1Rensselaer Polytechnic Institute
From the outside, contemporary analytics for science seems straightforward following a simple science workflow: start with a research question or hypothesis, get the data, do the analyses, interpret and publish. As more more complex science workflows are needed, and sophisticated analytic software packages and on-line services become available there is an even greater need to critically examine every aspect of the analytics workflow. If the science investigation is interdisciplinary, the data multi-modal or the research questions vague or ill-formed, then such undertakings are considered as socio-technical-systems. That is, there is a mixture of people with differing science and technical backgrounds, and the need for both in person and remote/ asynchronous collaboration. Also in the mix is the reality of available data; variable quality, completeness or documentation. Over the last decade our studies have become increasingly integrative, over discipline, location, time, and many other dimensions (quantities) of the data acquisition. To achieve useful integration for scientific discovery close attention is given to the relation among data structures of source datasets, but especially to those structures used in computing and analysis platforms in languages such as R and Python, and in technical environments. e.g. Jupyter notebooks. Mathematical representation as graphs, while effective for data integration, feature less support in the computing environments and open-source software packages we utilize.

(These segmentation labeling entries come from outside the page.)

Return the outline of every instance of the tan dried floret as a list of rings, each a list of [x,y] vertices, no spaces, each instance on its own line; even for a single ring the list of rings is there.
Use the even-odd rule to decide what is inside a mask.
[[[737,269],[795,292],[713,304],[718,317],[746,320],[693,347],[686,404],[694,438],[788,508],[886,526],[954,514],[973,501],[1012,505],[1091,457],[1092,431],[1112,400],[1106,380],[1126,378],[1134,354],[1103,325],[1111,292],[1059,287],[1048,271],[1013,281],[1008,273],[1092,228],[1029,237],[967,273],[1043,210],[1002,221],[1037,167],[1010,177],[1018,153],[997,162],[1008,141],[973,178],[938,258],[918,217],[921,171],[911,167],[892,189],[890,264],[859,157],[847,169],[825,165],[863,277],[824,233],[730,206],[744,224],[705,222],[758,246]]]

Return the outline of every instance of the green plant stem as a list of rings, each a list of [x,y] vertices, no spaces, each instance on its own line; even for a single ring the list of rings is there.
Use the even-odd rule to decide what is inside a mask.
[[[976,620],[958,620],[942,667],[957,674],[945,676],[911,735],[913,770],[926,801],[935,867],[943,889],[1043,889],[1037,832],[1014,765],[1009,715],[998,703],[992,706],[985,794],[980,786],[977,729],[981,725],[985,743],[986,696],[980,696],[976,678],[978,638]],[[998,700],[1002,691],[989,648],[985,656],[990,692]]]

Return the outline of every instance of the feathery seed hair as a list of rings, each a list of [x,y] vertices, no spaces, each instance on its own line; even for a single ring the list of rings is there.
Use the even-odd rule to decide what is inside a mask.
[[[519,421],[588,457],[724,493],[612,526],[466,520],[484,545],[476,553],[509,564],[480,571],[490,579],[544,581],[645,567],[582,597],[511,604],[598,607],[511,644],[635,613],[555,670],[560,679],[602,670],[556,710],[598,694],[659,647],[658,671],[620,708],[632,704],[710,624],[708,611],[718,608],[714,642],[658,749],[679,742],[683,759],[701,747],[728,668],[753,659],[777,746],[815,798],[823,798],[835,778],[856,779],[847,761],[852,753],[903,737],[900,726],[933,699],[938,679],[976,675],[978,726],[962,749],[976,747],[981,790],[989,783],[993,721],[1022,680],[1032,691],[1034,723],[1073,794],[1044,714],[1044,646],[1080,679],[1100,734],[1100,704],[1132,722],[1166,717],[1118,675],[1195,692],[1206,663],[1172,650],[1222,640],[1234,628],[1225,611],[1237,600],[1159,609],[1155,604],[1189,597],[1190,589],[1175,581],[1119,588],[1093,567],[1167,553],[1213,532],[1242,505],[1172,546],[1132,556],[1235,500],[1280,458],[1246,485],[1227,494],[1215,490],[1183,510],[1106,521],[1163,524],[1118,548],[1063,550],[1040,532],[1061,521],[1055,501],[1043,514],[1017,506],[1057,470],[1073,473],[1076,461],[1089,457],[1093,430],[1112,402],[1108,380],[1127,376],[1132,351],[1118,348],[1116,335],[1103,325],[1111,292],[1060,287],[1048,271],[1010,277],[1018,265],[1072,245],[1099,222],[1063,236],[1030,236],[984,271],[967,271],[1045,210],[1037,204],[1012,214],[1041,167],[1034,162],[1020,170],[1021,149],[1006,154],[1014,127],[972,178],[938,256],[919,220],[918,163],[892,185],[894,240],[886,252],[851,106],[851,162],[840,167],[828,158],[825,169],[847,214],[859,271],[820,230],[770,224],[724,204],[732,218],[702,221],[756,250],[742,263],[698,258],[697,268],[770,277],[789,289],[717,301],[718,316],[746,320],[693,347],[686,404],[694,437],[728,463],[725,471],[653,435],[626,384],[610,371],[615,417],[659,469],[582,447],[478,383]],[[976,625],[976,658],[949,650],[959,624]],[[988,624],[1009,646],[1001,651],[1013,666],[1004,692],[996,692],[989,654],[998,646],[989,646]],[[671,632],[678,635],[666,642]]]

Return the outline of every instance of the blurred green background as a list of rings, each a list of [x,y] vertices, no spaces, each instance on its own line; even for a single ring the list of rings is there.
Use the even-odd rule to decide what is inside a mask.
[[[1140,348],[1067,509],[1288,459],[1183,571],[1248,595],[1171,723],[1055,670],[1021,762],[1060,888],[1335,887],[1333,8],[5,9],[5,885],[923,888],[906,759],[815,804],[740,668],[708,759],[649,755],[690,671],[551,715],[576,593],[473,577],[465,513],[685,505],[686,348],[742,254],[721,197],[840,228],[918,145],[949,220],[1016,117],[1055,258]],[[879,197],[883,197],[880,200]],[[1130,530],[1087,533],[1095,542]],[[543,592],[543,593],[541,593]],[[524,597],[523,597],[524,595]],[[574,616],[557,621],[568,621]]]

The aforementioned considerations are presented and discussed in the context of three research projects involving many institutions and previously loosely connected disciplines. Accordingly, data varied from well curated sources to dark data rescue from published literature and other “grey” sources. Network analysis will be introduced in the context of the projects and key results are outlined. Along the way, the socio-technical aspects of the collaborations are discussed. Conclusions will be drawn in regard to broader applicability.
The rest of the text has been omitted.